RE: [dow1-2tf] Moving forward on "conspicuous notice"?
- To: "Thomas Roessler" <roessler@xxxxxxxxxxxxxxxxxx>, <dow1-2tf@xxxxxxxxxxxxxx>
- Subject: RE: [dow1-2tf] Moving forward on "conspicuous notice"?
- From: "Steven J. Metalitz IIPA" <metalitz@xxxxxxxx>
- Date: Tue, 28 Sep 2004 09:46:22 -0400
- Sender: owner-dow1-2tf@xxxxxxxxxxxxxx
- Thread-index: AcSlWXB0i8qFHv+CTn2Ca71aWiHb+QABxsGQ
- Thread-topic: [dow1-2tf] Moving forward on "conspicuous notice"?
I support Thomas' approach here. It includes some specific, concrete
recommendations which sound reasonably implementable.

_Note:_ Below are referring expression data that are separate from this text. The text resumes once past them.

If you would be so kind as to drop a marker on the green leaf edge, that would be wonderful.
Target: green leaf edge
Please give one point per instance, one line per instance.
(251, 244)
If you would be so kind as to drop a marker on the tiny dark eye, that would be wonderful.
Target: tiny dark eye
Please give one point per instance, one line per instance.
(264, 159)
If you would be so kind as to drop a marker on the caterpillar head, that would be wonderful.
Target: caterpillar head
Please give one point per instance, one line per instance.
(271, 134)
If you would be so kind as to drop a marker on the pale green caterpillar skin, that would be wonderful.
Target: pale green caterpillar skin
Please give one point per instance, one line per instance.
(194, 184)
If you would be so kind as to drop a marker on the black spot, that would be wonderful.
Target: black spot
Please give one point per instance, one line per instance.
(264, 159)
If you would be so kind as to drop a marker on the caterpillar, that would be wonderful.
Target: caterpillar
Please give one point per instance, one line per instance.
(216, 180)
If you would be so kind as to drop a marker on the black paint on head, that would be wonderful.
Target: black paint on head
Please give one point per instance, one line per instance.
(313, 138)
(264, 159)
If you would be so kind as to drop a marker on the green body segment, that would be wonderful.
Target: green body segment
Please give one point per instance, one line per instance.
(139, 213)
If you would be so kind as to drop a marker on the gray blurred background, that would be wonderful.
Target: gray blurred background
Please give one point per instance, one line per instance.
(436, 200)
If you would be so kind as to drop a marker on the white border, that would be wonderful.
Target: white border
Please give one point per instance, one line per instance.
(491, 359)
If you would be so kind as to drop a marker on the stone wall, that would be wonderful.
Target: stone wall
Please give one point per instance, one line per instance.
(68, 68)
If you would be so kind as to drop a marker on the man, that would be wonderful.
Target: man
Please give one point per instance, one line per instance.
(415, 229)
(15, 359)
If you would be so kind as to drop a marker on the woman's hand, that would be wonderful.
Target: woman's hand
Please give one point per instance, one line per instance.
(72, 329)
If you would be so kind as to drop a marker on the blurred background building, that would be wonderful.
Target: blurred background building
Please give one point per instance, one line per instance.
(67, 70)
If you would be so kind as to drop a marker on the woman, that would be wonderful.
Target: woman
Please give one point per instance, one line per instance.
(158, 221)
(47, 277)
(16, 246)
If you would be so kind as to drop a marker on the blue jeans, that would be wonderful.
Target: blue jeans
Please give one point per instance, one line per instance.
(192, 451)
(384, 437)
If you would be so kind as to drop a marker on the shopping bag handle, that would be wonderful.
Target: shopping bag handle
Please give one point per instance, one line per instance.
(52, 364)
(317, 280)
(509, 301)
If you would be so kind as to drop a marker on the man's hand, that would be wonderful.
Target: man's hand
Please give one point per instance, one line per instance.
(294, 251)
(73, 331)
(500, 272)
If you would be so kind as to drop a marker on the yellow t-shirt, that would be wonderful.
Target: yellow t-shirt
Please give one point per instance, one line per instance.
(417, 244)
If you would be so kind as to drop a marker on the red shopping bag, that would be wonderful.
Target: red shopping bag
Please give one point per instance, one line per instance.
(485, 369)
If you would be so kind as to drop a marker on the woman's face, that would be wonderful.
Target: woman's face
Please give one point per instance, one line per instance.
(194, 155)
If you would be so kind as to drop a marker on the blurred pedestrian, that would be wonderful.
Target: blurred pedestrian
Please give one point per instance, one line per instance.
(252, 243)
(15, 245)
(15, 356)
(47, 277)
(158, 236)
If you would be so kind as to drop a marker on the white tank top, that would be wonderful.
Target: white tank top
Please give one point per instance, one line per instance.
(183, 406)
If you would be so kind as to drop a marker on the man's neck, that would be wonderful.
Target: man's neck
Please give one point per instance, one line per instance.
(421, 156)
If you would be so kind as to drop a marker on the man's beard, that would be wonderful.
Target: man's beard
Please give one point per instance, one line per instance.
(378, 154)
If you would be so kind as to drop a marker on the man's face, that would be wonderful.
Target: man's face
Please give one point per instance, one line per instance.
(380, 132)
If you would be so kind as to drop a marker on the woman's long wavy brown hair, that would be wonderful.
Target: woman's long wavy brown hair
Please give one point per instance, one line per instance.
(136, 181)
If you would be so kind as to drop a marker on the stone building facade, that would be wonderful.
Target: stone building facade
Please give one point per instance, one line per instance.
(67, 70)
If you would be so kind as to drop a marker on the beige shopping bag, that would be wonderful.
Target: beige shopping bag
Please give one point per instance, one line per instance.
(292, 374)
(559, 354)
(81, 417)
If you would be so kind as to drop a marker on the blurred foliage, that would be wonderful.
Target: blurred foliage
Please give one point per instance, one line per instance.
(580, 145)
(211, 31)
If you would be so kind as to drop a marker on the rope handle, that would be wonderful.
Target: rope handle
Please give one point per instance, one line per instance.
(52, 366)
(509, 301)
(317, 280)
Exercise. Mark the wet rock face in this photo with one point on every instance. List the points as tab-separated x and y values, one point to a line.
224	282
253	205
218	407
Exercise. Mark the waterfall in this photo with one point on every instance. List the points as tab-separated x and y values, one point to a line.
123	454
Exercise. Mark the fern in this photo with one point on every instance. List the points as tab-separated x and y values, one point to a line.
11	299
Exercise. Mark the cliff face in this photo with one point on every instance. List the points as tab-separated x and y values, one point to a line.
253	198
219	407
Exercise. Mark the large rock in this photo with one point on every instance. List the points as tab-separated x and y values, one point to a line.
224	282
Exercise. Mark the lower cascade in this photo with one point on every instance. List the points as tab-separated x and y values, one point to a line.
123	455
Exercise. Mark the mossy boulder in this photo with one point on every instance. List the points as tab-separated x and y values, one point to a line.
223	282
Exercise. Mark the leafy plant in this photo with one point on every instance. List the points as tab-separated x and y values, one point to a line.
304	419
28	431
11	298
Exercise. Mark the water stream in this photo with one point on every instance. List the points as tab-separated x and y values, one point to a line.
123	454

However, I question his proposed "success metric." It's not clear who
would be carrying out a survey of a sample of registrants, but such a
survey could be expensive and perhaps difficult to design, administer,
and interpret. I think the best we can hope for is to measure the
compliance by registrars with the three specific recommendations that
Thomas suggests. That can be measured fairly easily, either by
self-reporting by registrars, or by ICANN staff (or outside contractor)
going through the registration process at all or a representative sample
I also think the third recommendation should include the word "consent"
since, after all, that is what the Registrar Accreditation Agreement
requires that registrars obtain from registrants.
[mailto:owner-dow1-2tf@xxxxxxxxxxxxxx] On Behalf Of Thomas Roessler
Sent: Tuesday, September 28, 2004 8:47 AM
Subject: [dow1-2tf] Moving forward on "conspicuous notice"?
I'm somewhat concerned that there has been (almost) no follow-up
discussion on Tuesday's call so far. On the call, some suggested that
we should look at legal approaches to "conspicuous notice" to figure out
the right balance between burden to processing parties and forcing
registrants to take notice.
BUT: "Conspicuous notice" of data processing in the form of, say,
all-caps or boldface parts of the registration agreement may be
considered enough in some contexts in some jurisdictions. In other
jurisdictions, you may encounter requirements such as explicit,
deliberate, and free consent to well-specified purposes, maybe even in
writing. The point here is that the burden on the processing party may
be balanced against data subjects' awareness and free consent in
significantly different ways.
At this point, and with the major work item of tiered access still
before us, I'd suggest this group pragmatically (and on-list!) look at
ways to increase registrant awareness above the current levels,
recognizing that we are certainly not going to fix WHOIS' privacy
problems in dealing with the "conspicuous notice" milestone.
Here's a possible set of recommendations, to get things started; these
are mostly based on TF2's findings, except for the success metric part.
Objective: Increase registrant awareness of WHOIS.
Success Metric: Significant increase of registrant awareness
of WHOIS, as measured by sampling registrants prior to and
12 months after implementation.
1. Registrars must ensure that disclosures regarding
availability and third-party access to personal data
associated with domain names actually be presented to
registrants during the registration process. Linking to an
external web page is not sufficient.
2. Registrars must ensure that these disclosures are set
aside from other provisions of the registration agreement if
they are presented to registrants together with that
agreement. Alternatively, registrars may present data
access disclosures separate from the registration agreement.